E. de Bruyne, G.B.J. Hiltermann en H.R. Hoetink (1947)

Gepubliceerd op 18-10-2023

VOLKSVERTEGENWOORDIGING

betekenis & definitie

Een vertegenwoordiging van het volk, welke invloed heeft op het staatsbestuur, veelal in het bijzonder op de wetgeving en de vaststelling van de begroting, heeft zich in de meeste staten in de loop der geschiedenis gevormd. In de oude staten van Middenen West-Europa ontstond reeds vroeg uit de aanvankelijk door de vorst in volle vrijheid gekozen adviseurs (curia regis) een lichaam, dat als vertegenwoordiging van de toenmaals meetellende groepen der bevolking kon gelden en dat het recht verwierf tot meespreken in sommige regeringszaken, aanvankelijk in het bijzonder het heffen van belastingen.
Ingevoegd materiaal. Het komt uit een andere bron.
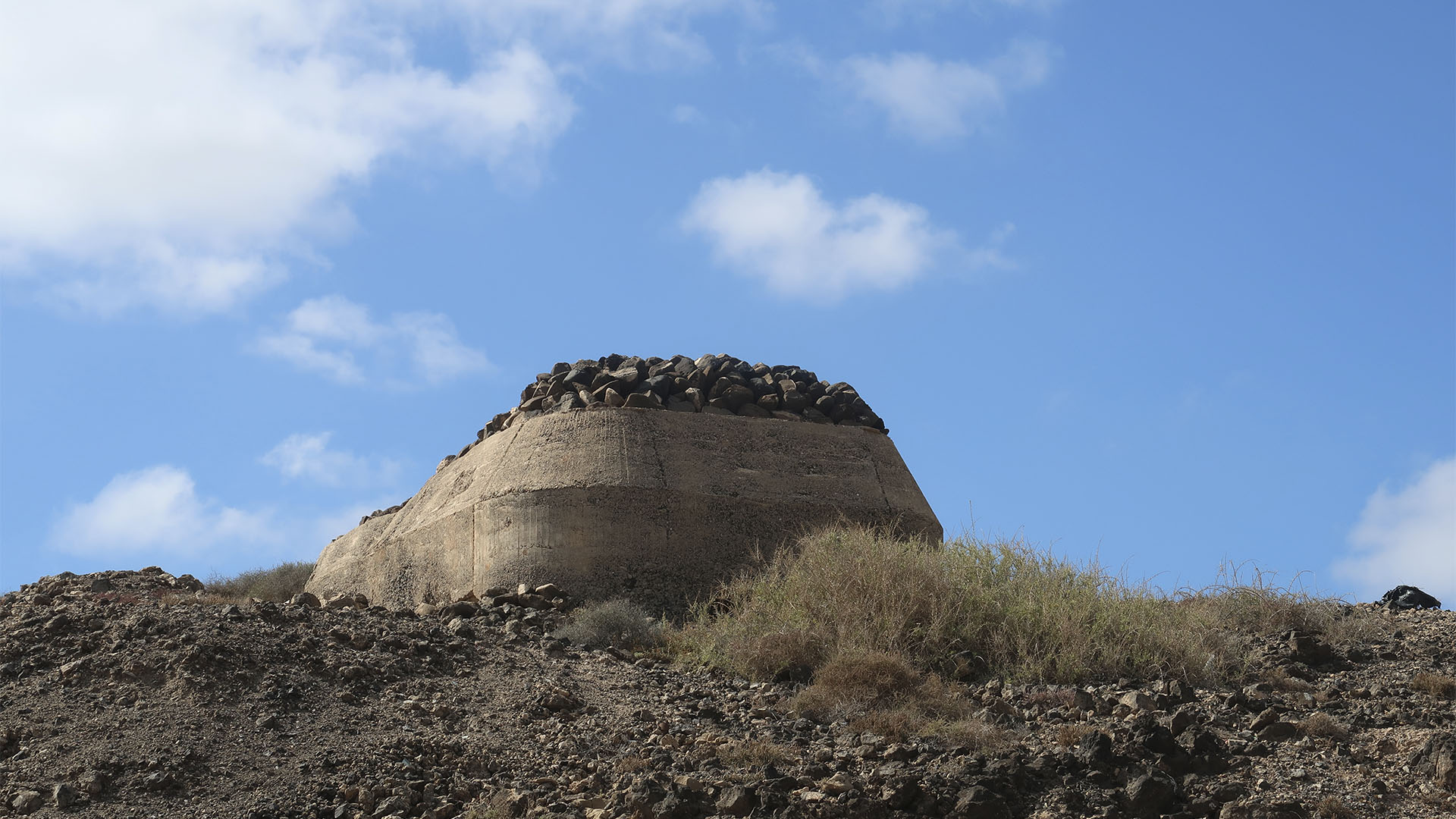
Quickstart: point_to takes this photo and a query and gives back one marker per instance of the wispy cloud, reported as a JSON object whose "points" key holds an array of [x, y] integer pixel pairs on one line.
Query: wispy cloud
{"points": [[174, 153], [1407, 537], [653, 34], [337, 337], [935, 101], [781, 229], [156, 510], [896, 12], [308, 458]]}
De ontwikkeling van deze lichamen toont in de verschillende landen een verschillend beeld. In Engeland wist het Parlement zich ondanks schokken te handhaven en te ontwikkelen tot het invloedrijke lichaam, dat het thans reeds sinds een tweetal eeuwen vormt. Frankrijks Etats Généraux werden na 1614 niet weer bijeengeroepen en het land had een revolutie nodig om een nieuwe volksvertegenwoordiging met geleidelijk toenemende invloed op het staatsbestuur te zien ontstaan. In Nederland werden de Staten —- als vertegenwoordigers der standen — in plaats van de vorst na 1588 dragers van de gewestelijke souvereiniteit en gezamenlijk — door hun afgevaardigden in de Staten-Generaal — behartigers van de zaken der Unie in haar geheel. De vorming van het Koninkrijk der Nederlanden deed een nieuw, eveneens Staten-Generaal geheten, college ontstaan, dat niet meer alléén het hoogste regeringsgezag uitoefende, doch dit als één der centrale staatsorganen, naar de regels ener constitutie, deelde met de Koning. Met de meer moderne vertegenwoordigingsorganen zet ook eerst een ontwikkeling in, waardoor ten slotte colleges ontstaan, welke in waarheid kunnen gelden als representerend het gehele volk. In Zwitserland ziet men in sommige staatseenheden een volksvertegenwoordiging ontstaan als een orgaan, waaraan gedelegeerd worden de bevoegdheden, welke aan het staatsvolk in zijn geheel toekomen en welke tevoren ook door dit volk, in vergadering (de hier en daar nog bestaande Landesgemeinde) verenigd, werden uitgeoefend.In vele gevallen is de volksvertegenwoordiging in twee kamers verdeeld. In federale staten ligt zo’n stelsel min of meer voor de hand: de ene kamer vertegenwoordigt het federale staatsvolk, het andere wordt samengesteld uit representanten der deelstaten.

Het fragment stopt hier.